Kirli kanı aşağıdan yukarıya doğru taşıyan toplardamarların içinde bulunan kapakçıklar çeşitli nedenlerle bozulabilmektedir. Kapakçık yetersizliğinden olabileceği gibi, derin toplardamarda pıhtı olması da ikincil olarak kapakçıkları bozarak varisi tetikleyebilir. Toplardamarda normalde yukarı gitmesi gereken ancak aşağı kaçan kanın yaptığı basınç yüzeyel damarlara yansıdığı zaman değişik çapta ve görüntüde varise neden olabilmektedir. Problem öncelikle kozmetik olarak başlamaktadır. Uzun vadede bölgedeki dolaşımı etkiler hale gelir. Varis hızlı seyreden bir rahatsızlık olmadığından yıllar içinde ilerleyebilmektedir. Gerekli önlemler alınmadığı ve varise müdahale edilmediği takdirde zamanla damarların çapı artmakta ve şikayetler başlamaktadır. Akşam saatlerine doğru ağrıların artması, ayak bileklerinin şişmesi, gece krampları ile sorunlar devam etmektedir. İlerleyen dönemlerde ciltte bozulmalar meydana gelmektedir. Son evrede ise varis ülseri adı verilen yaralara yol açmaktadır. Variste en tehlikeli durum bu yaralardır.
Varis oluşumunda genetik faktörler oldukça etkilidir. Bunun yanı sıra;
Varis şikayetiyle doktora başvuran hastalarda öncelikle kaçağın nereden kaynaklandığının ve evresinin belirlenmesi için“ultrason doppler” tetkiki yapılmaktadır. Kaçağın evresi ileriyse veya damarlarda 5 mm üzerinde çap artışı yaşanmışsa varislere müdahale edilmesi gerekir. Geçmişte varis müdahaleleri; kasığa, dize veya ayak bileğine kesi yapılıp, kaçak yapan damarın çekerek çıkarılmasıyla yapılmaktaydı. Bu yöntem, oldukça ağrılı, iyileşmeyi geciktirici ve hastalar için sıkıntı verici bir süreçti. Ancak günümüzde modern tedavi yöntemleri kullanılmaktadır. Varislerden kurtulmak için radyofrekans yöntemi, lazer tedavileri ve “glue” adı verilen zamk tedavileri uygulanmaktadır. Bu yöntemlerin hemen hepsinde temelde aynı yol izlenmektedir. Hangi yöntemin uygulanacağına hastanın varislerinin büyüklüğüne ve evresine göre karar verilmektedir. Kaçak, ana damarlardan birinde ise lazer veya radyofrekans ışınlarıyla yakılmakta ya da zamk glue ile yapıştırılmaktadır. İnce damarlar içinse saf skleroterapi veya köpük skleroterapi tedavileri tercih edilmektedir. Çok ince damarlara saf skleroterapi yapılmaktadır ancak biraz daha büyük damarlara skleroterapide kullanılan ilaç havayla karıştırılarak elde edilen köpük enjekte edilmektedir.

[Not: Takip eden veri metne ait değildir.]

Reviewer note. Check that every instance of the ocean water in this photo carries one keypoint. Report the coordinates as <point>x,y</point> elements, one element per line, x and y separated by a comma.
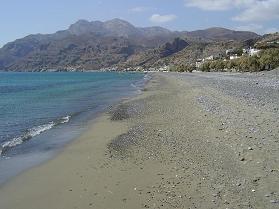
<point>41,112</point>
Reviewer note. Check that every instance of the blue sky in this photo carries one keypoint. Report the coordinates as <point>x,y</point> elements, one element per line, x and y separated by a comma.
<point>19,18</point>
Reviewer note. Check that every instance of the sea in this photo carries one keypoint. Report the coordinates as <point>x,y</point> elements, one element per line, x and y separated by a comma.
<point>41,112</point>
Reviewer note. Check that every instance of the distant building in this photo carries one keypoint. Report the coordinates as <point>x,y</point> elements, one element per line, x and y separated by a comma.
<point>253,52</point>
<point>199,63</point>
<point>210,58</point>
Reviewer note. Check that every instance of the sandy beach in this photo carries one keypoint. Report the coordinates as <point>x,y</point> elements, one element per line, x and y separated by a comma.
<point>200,140</point>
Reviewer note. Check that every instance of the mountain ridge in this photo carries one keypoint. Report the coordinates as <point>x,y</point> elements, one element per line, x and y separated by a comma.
<point>96,44</point>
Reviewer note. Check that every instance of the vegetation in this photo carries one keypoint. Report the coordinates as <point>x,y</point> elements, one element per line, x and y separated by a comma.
<point>267,59</point>
<point>182,68</point>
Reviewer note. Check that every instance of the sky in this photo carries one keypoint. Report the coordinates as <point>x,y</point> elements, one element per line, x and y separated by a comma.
<point>19,18</point>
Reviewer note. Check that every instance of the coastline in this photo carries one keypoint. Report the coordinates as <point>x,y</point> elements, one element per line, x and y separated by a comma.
<point>180,144</point>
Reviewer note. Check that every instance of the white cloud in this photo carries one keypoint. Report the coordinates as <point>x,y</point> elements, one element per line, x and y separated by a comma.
<point>217,5</point>
<point>251,10</point>
<point>156,18</point>
<point>260,11</point>
<point>271,30</point>
<point>139,9</point>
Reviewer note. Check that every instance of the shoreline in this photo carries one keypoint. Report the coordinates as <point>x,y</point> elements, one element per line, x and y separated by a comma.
<point>185,142</point>
<point>33,147</point>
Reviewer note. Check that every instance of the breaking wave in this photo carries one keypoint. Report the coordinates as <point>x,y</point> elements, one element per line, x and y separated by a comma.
<point>30,133</point>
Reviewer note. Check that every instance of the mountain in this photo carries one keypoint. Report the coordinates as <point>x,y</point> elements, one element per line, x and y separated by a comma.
<point>95,45</point>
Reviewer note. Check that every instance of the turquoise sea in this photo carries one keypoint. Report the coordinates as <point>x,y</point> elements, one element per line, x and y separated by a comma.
<point>41,112</point>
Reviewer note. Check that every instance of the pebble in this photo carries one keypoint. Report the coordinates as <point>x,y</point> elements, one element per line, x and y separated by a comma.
<point>274,201</point>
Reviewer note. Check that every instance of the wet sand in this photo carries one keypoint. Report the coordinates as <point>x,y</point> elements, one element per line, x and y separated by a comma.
<point>188,141</point>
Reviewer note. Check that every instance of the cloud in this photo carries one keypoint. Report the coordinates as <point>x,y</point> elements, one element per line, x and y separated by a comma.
<point>271,30</point>
<point>260,11</point>
<point>217,5</point>
<point>250,10</point>
<point>139,9</point>
<point>156,18</point>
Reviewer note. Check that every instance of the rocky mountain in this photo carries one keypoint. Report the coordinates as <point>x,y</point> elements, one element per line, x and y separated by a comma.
<point>95,45</point>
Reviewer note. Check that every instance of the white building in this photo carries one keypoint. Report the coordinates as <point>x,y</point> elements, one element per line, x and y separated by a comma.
<point>253,51</point>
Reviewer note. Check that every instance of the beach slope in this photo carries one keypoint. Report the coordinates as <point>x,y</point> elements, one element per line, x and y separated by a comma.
<point>188,141</point>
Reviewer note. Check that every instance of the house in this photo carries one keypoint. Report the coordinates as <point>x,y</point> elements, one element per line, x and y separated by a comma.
<point>210,58</point>
<point>253,52</point>
<point>199,63</point>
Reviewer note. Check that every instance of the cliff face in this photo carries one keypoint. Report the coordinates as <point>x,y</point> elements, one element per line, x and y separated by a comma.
<point>95,45</point>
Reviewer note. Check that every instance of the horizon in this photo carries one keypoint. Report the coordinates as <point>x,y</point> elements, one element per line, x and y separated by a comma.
<point>39,17</point>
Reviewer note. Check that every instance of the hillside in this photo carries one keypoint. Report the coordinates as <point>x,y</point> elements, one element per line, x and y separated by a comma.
<point>95,45</point>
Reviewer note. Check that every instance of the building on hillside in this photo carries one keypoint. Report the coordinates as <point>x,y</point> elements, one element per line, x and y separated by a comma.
<point>199,63</point>
<point>253,52</point>
<point>234,56</point>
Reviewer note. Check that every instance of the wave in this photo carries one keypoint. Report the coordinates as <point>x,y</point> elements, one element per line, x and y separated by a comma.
<point>30,133</point>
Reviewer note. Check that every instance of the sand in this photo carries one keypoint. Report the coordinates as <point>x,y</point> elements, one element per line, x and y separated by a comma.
<point>183,143</point>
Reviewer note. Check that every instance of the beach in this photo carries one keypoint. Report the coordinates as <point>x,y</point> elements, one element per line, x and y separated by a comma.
<point>200,140</point>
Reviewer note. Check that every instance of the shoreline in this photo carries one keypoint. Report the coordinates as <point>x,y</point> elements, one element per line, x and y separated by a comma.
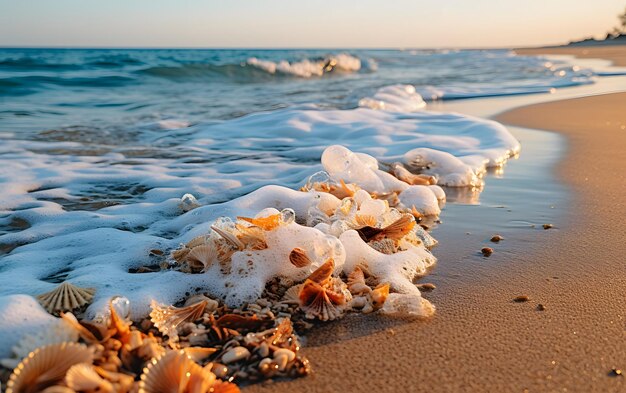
<point>614,53</point>
<point>479,339</point>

Varis problemlerinin mutlaka kalp ve damar cerrahisi doktorları tarafından değerlendirilmesi gerekmektedir. Doktora başvurulmadan özellikle güzellik merkezlerinde ince varisler için yapılan skleroterapi ve yüzeyel lazer tedavileri istenmeyen sonuçlara yol açabilmektedir. Pek çok insan bu mekanlardaki teknolojik olduğunu düşündüğü cihazlara güvenebilmektedir. Ancak bu tür yerlerde yapılan uygulamalarda ana damarlarda olan kaçaklar görülmeyebilir ve asıl problem devam ettiği için tekrar etme riski daha sık olmaktadır.